| |
| |
| |
Een Italiaansch werk over wetenschapsgeschiedenis
F. Enriques e G. de Santillana, Storia del Pensiero Scientifico. Vol. I. Il Mondo antico. - Bologna, Nicolo Zanichelli. 1934.
Het zal misschien wat bloemrijk en hoogdravend klinken, wanneer men het in het Hollandsch vertaalt, maar er is geen beter middel ter kennismaking met de bedoelingen van de groote Storia del Pensiero Scientifico, welker eerste deel we hier bij den Nederlandschen lezer inleiden, dan in enkele passages uit de magistraal geschreven Introduzione de schrijvers zelf aan het woord te laten.

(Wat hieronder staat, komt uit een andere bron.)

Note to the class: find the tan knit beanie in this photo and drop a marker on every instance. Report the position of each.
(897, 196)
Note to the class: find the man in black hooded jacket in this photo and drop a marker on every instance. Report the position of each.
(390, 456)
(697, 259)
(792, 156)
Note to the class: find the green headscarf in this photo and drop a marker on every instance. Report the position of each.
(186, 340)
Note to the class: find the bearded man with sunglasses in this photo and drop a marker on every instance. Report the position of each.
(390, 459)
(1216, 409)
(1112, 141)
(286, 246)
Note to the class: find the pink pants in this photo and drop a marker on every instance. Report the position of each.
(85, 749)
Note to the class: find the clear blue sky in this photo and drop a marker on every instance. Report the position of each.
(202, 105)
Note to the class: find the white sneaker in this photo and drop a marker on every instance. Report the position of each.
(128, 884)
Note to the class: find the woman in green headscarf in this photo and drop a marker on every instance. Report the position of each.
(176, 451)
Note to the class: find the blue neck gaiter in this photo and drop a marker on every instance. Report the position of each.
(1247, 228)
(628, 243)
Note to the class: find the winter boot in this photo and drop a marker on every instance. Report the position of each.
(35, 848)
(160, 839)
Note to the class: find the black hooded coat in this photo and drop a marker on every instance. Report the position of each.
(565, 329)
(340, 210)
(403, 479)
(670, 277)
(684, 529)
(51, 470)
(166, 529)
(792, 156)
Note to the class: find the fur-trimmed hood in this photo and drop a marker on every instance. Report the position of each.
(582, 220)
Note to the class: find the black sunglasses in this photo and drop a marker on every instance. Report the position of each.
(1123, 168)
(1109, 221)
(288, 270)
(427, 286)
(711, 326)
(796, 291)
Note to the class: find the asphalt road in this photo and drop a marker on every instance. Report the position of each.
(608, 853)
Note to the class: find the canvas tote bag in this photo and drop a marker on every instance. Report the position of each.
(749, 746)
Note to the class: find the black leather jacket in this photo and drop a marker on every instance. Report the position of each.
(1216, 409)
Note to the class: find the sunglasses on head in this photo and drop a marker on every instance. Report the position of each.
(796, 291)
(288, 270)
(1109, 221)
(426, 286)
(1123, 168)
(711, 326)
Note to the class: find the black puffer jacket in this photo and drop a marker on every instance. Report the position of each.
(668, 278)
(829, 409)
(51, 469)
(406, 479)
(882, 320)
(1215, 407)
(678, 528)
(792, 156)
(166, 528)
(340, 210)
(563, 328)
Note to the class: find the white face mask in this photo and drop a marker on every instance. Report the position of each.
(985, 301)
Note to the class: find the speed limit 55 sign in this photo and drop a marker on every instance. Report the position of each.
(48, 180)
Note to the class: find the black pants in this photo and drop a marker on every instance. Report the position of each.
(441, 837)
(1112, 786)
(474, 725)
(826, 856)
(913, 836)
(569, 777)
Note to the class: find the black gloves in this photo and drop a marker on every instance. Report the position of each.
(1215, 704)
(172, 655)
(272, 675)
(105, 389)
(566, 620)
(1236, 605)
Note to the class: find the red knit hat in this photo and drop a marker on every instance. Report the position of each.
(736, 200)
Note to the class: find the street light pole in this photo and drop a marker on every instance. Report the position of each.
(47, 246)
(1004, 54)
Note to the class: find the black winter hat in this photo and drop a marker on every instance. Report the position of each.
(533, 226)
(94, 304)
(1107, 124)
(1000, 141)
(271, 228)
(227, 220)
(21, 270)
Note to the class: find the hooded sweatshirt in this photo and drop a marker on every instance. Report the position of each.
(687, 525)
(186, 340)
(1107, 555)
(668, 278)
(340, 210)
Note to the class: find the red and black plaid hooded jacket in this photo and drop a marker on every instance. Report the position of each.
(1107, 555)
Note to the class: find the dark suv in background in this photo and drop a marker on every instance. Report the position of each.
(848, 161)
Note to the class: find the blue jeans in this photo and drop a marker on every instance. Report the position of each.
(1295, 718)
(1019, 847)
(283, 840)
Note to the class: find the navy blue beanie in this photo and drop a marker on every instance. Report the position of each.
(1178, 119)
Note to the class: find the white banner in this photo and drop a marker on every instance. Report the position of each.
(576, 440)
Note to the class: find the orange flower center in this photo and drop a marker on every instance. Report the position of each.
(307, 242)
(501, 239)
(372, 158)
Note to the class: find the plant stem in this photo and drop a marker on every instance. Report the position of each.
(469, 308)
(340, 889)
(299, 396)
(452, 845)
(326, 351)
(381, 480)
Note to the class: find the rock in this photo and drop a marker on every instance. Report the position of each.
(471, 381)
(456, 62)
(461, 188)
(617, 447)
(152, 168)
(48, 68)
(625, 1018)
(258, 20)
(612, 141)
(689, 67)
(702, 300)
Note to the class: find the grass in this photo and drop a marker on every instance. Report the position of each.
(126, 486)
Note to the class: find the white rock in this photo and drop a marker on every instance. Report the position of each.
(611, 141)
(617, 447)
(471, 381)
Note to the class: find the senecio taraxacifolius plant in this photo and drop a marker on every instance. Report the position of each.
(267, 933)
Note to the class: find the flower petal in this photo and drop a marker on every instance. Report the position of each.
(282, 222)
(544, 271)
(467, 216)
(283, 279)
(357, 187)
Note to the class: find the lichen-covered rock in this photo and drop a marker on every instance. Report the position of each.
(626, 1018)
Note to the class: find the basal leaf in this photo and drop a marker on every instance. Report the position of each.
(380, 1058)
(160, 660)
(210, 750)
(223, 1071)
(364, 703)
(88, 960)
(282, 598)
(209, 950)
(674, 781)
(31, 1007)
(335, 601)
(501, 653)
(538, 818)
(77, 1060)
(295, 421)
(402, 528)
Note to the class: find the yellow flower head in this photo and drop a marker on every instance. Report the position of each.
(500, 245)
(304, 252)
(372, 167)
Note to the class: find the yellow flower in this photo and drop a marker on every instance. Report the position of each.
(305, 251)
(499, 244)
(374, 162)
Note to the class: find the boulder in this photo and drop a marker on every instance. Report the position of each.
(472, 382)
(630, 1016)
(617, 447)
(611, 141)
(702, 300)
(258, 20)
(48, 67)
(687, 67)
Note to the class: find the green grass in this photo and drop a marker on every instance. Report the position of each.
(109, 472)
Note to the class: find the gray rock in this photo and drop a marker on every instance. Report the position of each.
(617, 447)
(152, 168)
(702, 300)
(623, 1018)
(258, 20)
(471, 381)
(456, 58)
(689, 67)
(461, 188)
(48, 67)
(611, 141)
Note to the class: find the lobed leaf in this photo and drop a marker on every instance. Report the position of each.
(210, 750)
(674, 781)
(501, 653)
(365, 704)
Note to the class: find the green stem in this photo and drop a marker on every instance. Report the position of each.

‘De Wetenschap, die de grootste triomphen viert in het maatschappelijk leven van onzen tijd, is voor velen niet langer poëzie en licht des geestes. Gezocht of gevreesd middel tot verovering van rijkdom en macht, ijzeren wet van een nieuwe slavernij der machine, heeft zij haar waarde als waarheid verloren, om werktuig van heerschappij te worden... De wijsbegeerte stemt met deze verbreide opvatting overeen in een kritiek, die de strekking heeft, het wetenschappelijk kennen te ontwaarden in vergelijking met andere middelen van kennis of inzicht. Wat is tenslotte de Wetenschap?, zoo vraagt men: een speciale werkzaamheid van het menschelijk intellect, waaraan een plaats moet worden aangewezen in de hierarchie van de vormen des geestes; - de Natuur?: een schijnbeeld, waarin de gedachte zich zelve spiegelt; - de methode?: een spelregel, die het geluk heeft, in het practische handelen uit te komen...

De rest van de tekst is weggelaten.